Wednesday, November 02, 2011

Joan Didion discusses her latest book, Blue Nights, about losing her daughter, Quintana Roo Dunne. Reflecting on her daughter and also on her own role as a parent, Didion asks candid questions about how she feels she failed either because she didn’t notice cues or perhaps displaced them. She also reflects on her fears and doubts about having children, her daughters fears and challenges, illness and death, and her own thoughts on growing old.


Joan Didion

Comments [6]


I enjoyed the interview too. But to say you're not prepared for a baby because you adopt the child instead of give birth to it is way off base. Adoptive parents plan for their babies as much or as little as biological's up to the parents to decide how much they want to study up. But in truth, no one is prepared for childrearing until they've done it a few times. So Ms. Didion can cut herself some slack! -As for the borderline personality disorder -- many parents of teenagers think their child has it because of extreme mood swings in the teen years. If it persists through adulthood, as it may have with her daughter, then there's a problem.

Nov. 02 2011 08:48 PM

As another listener commented, Borderline Personality Disorder is not the same as bipolar disorder. Bipolar was formerly known as manic depression, and now has been divided into three different types. BPD, like other personality disorders, does share some characteristics with bipolar, but it is an even more complicated mood disorder, and the most difficult to treat.

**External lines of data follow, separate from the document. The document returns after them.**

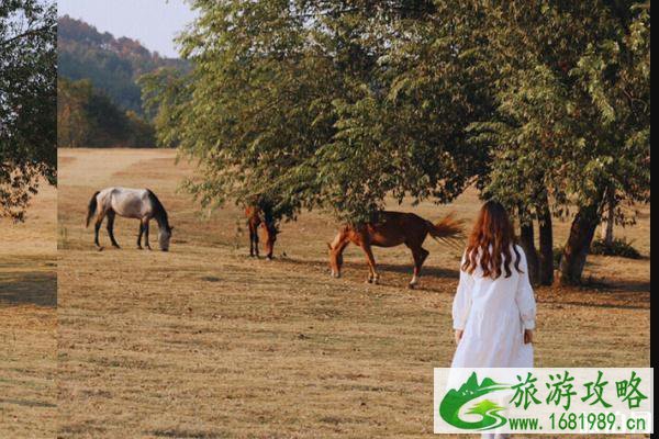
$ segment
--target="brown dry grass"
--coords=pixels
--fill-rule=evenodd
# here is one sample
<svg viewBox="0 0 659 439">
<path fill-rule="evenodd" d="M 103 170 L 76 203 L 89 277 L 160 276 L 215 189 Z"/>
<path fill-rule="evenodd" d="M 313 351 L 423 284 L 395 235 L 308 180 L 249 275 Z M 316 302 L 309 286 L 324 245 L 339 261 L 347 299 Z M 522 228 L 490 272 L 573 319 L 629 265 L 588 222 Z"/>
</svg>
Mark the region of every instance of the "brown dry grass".
<svg viewBox="0 0 659 439">
<path fill-rule="evenodd" d="M 172 151 L 59 154 L 59 436 L 431 437 L 433 368 L 454 351 L 457 251 L 426 243 L 421 290 L 404 288 L 404 248 L 376 250 L 382 285 L 362 282 L 355 249 L 333 280 L 328 216 L 284 224 L 277 259 L 254 260 L 238 209 L 202 221 L 176 193 L 191 168 L 175 167 Z M 85 210 L 105 185 L 158 194 L 176 226 L 169 254 L 136 250 L 126 219 L 122 250 L 93 249 Z M 468 192 L 396 209 L 472 218 L 478 204 Z M 649 221 L 624 233 L 649 254 Z M 537 292 L 537 364 L 647 365 L 649 260 L 591 258 L 588 270 L 606 283 Z"/>
<path fill-rule="evenodd" d="M 0 437 L 56 434 L 57 194 L 42 187 L 25 223 L 0 219 Z"/>
</svg>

It must have been a nightmare for Ms. Didion and her husband when their daughter was diagnosed with BPD at a time when there was no one like Marsha Linehan, a psychologist who developed a dialectic behavior therapy, a year or longer treatment comprising group and individual therapy, conducted by highly trained psychologists.

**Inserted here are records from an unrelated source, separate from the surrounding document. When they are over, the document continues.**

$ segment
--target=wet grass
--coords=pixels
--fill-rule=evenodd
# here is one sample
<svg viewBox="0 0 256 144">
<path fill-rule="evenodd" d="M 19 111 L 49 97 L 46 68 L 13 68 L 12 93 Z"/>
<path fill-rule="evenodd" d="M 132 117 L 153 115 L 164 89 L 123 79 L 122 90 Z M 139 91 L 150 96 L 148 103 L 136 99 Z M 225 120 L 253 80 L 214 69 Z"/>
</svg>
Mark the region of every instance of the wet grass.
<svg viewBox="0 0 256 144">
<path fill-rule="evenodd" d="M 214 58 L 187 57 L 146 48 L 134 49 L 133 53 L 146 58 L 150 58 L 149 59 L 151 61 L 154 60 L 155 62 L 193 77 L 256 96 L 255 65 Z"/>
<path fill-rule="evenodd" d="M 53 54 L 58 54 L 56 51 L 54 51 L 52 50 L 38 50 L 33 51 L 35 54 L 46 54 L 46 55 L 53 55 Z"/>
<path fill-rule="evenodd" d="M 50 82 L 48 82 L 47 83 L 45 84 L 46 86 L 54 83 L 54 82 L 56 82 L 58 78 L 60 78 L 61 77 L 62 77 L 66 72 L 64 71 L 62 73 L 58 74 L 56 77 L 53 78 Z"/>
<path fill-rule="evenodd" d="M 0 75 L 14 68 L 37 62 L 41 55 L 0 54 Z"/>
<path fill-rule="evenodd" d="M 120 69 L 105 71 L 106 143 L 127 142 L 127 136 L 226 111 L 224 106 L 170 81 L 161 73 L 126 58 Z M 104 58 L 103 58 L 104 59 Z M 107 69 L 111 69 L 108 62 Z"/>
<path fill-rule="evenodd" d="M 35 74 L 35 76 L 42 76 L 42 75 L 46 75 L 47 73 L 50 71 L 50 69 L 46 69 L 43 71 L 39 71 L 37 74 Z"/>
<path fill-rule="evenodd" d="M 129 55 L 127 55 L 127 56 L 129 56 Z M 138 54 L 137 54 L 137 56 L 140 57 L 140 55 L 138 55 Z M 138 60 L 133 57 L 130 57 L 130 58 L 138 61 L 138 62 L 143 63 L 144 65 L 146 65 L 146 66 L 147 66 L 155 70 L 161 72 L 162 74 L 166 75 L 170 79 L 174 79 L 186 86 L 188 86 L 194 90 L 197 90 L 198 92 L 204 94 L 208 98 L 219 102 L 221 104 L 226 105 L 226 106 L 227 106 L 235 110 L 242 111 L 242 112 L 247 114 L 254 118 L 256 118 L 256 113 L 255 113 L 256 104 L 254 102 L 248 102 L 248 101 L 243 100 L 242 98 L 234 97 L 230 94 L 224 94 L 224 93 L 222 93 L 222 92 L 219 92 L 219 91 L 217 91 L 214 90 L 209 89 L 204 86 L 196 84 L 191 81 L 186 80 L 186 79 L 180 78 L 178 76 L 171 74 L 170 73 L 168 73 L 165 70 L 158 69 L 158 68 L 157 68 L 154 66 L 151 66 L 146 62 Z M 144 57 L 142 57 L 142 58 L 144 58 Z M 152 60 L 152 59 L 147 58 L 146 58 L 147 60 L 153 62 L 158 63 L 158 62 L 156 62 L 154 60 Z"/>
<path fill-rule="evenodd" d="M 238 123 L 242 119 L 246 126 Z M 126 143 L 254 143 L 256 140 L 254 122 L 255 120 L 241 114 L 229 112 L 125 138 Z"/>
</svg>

We were very fortunate to be directed by TARA, an organization in NYC devoted to helping families who have someone with BPD, to train us and direct our grown child to such highly trained people in Westchester. We and our child are among the fortunate few who, after years of learning how to communicate and empathize, have had our lives turned around with marvelous results.

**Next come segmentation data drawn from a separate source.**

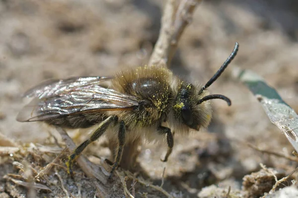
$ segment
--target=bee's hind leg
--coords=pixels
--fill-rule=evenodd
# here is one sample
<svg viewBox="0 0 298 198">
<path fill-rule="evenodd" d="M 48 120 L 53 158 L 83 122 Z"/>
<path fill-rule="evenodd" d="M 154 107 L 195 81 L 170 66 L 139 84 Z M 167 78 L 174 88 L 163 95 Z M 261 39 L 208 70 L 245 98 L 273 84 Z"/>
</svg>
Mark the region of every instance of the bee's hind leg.
<svg viewBox="0 0 298 198">
<path fill-rule="evenodd" d="M 111 170 L 111 173 L 110 173 L 110 175 L 109 176 L 109 179 L 110 179 L 113 176 L 113 173 L 116 170 L 117 167 L 118 167 L 120 160 L 121 160 L 121 158 L 122 157 L 122 153 L 123 151 L 123 147 L 124 147 L 124 144 L 125 143 L 125 124 L 124 124 L 124 122 L 121 121 L 120 122 L 120 126 L 119 128 L 119 130 L 118 131 L 118 141 L 119 141 L 119 145 L 118 151 L 117 153 L 117 156 L 116 157 L 116 160 L 114 164 L 113 165 L 113 167 L 112 167 L 112 170 Z"/>
<path fill-rule="evenodd" d="M 74 178 L 74 173 L 72 168 L 74 161 L 89 144 L 99 138 L 107 130 L 109 125 L 117 119 L 115 116 L 110 116 L 102 121 L 90 138 L 77 147 L 74 151 L 74 152 L 68 157 L 68 161 L 66 162 L 66 165 L 68 168 L 68 172 L 72 178 Z"/>
<path fill-rule="evenodd" d="M 172 153 L 172 150 L 173 149 L 173 146 L 174 146 L 173 134 L 170 129 L 163 126 L 159 126 L 157 129 L 157 132 L 161 135 L 166 134 L 166 142 L 168 145 L 168 148 L 164 159 L 161 159 L 162 161 L 166 162 L 167 161 L 169 156 Z"/>
</svg>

I was hoping the discussion would shed more light on BPD. Nevertheless, when a well-respected person such as Ms. Didion even mentions a subject, it is helpful to those of us who do not command such a wide audience. I think often of the countless families who are living with someone with BPD, and don't even know it; perhaps, being guided by a wrong diagnosis. May I suggest that countless people who are totally in the dark as we and the Dunnes were for too many years of our child's life, would greatly benefit from an airing of the topic on a future WNYC program.

Nov. 02 2011 05:55 PM
Hector from San Francisco

Joan Didion is a true American treasure. Whether chronicling American culture or writing about what many are afraid to even think of, she has given us a "eyes wide open" view of ourselves as we really are. As a person who is living with a terminal form of cancer, I have been comforted by Ms. Didion's insights into the contradictory mix of feelings and thoughts when we are facing death, whether someone else's or our own.
Thank you Joan for all you have shared with us.
I wish you inner peace n comfort.
Grateful - Hector

Nov. 02 2011 05:18 PM
MP from Brooklyn

What an amazing woman and what a wonderful writer. What she says about adopted children and their fear of abandonment hits very close to home. My sister was adopted at the age of 5 months, and even at the age of 48, I don't think she has ever fully recovered from the loss. If anyone is interested in reading a wrenching book about adoption in the pre-Roe v. Wade era, I highly recommend "The Girls Who Went Away" by Ann Fessler.

Nov. 02 2011 02:01 PM
Paul from NYC/Northern NJ


Sorry to make these two comments but here goes:

1. Bipolar Disorder is different from Borderline Personality Disorder. Won't go into it here, but you can look it up.

2. Not all adopted people have fear of abandonment. I know this from personal experience (I'm not adopted, but have known several adopted people for long enough to know this).

Thanks for your great shows!

Nov. 02 2011 01:54 PM
iva nova from Fort Lee,NJ

Mr Lopate
should interviewee talk more than interviewer? We all know that you are very knowledgeable person.

It would be nice if you let them finish their sentences.